He arrives at Debtors Prison to give his parents their present; unfortunately, the guard tells him that no visitors are allowed that late at night. The guard finally lets him in - only because it's Christmas. Tim finds his parents, who have been jailed for their financial failings, and reveals the flowers. Instead of being happy with the gift, they chastise the boy for spending his money foolishly. Even after learning that the flowers were a gift to him, they still are angry. Why couldn't he have sold the flowers and raised money to help erase their debts? The poor boy is terribly hurt by all of this, but his parents don't care. They (especially his mother) are more concerned that their son continue working and help them get out of prison. Out in the streets, Tim collapses and prays to God - asking him for help. He doesn't want to go to the factory! He wants to go to school and make something of himself.

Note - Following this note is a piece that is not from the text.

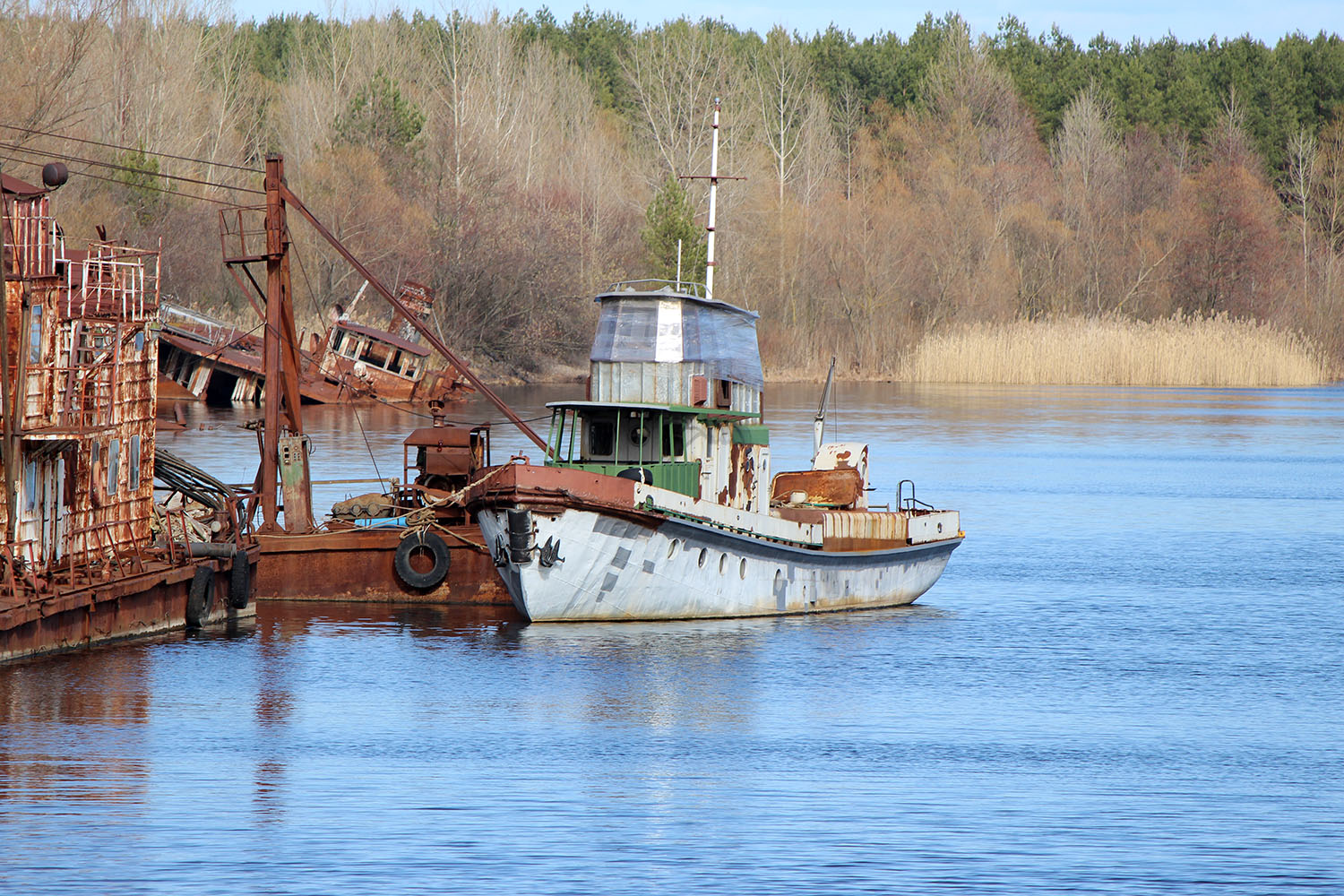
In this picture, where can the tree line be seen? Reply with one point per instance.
(518, 164)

Charles crumples the paper, and angrily comments that he could never use that story for Christmas. In actuality, that happened to him, and it is far too depressing for the holiday season. An idea dawns on Charles. He'll make Tim a little older and invent a wonderful happy place for him.

The scene transforms itself to a beautiful dance where couples enter in masks and gowns. One couple, Tim and Rachael, dance away from the others. Tim asks Rachael if she read the poem he sent her. Of course she did, and she was very "flattered." He explodes! "Flattered" is not the word he wants to hear! he loves her madly and wants his love returned! Rachel cannot say "love." Before she can tell him why, they are swept away to participate in a dance where the entire goal is to not be without a partner when the music stops. Throughout the dance, Tim desperately tries to get to Rachael; however, she keeps avoiding him. The dance finally finishes and Tim follows Rachael to the next room where the young woman desperately tries to get him to change the subject. He presses her to tell him just why she won't love him. She finally admits that he is just a boy who doesn't have any "prospects." She needs more than that.

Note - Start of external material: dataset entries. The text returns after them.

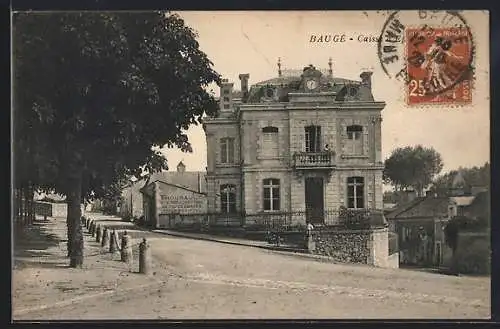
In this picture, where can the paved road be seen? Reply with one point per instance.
(199, 279)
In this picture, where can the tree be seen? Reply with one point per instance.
(475, 176)
(412, 167)
(97, 91)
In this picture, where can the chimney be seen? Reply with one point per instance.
(431, 194)
(366, 79)
(181, 167)
(226, 95)
(244, 85)
(412, 195)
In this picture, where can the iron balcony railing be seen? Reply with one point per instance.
(305, 160)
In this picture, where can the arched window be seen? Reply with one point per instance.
(355, 192)
(270, 141)
(227, 150)
(355, 140)
(271, 194)
(313, 138)
(228, 198)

Charles finds this all too painful for that, too, actually happened to him. Maria said those very words to him. He can't make this painful memory into a Christmas story! Charles drops his head into his hands in despair. The Young Woman playing Rachael approaches Charles and asks him if he was indeed hurt badly by Maria. Charles panics when this "ghost" he has created actually talks. Having heard all the commotion, Mrs. Furnival enters the room - wondering if everything is alright. He asks Mrs. Furnival is she sees anything strange in the room. She only responds that she does indeed notice the mess of papers all over the floor - no ghost. Charles is terribly confused and Mrs. Furnival notices just how out of sorts he is. As she leaves, she begs him to get some rest. Charles tries to rid himself of the ghost; unfortunately, she won't leave. She begs him to take her advice: let his past in. His novels are full of unhappy childhood memories. Whether he knows it or not, these can be a part of his Christmas story. He begs her to go and she finally does.

Returning to his writing, Charles decides to try and maybe use some of the poverty and pain, and then bring in a Christmas miracle. He picks up his scraps of paper and decides to write about little Tim and give him an equally pathetic family.

Here, we find the Trotwood Family - a family that has nothing. Mother sits home and sews while Father has just been let go from his job. Though life is terrible for them, at least they have their son, Tim, to brighten their day.

Tim is off at the fancy Christmas Ball with Rachael Pembroke. In fact, they think he might be asking her to marry him. Tim returns and is terribly depressed. Rachael turned him down for marriage - saying he has no prospects. She even called him "worthless." Things really seem bleak for this family; however, a knock at the door suddenly brings them good fortune. Mr. Alfred Hargreaves, a lawyer, has come to announce that Father's long lost father has just died and has left his fortune to him. The Trotwood Family is finally rich! Rachael appears and excitedly announces that she would love to marry Tim after all. This Christmas, the Trotwoods are indeed the happiest family in London.

Charles seems happy with this story, and decides that people will simply love it. The Young Woman (ghost) feels otherwise and confronts Charles - telling him that the story is "rubbish." This makes it look like money is the answer to everything. Charles ignores her, stacks up his papers and reads over what he has just written. Charles then proclaims that it is indeed "rubbish," tears up the story and collapses to the floor.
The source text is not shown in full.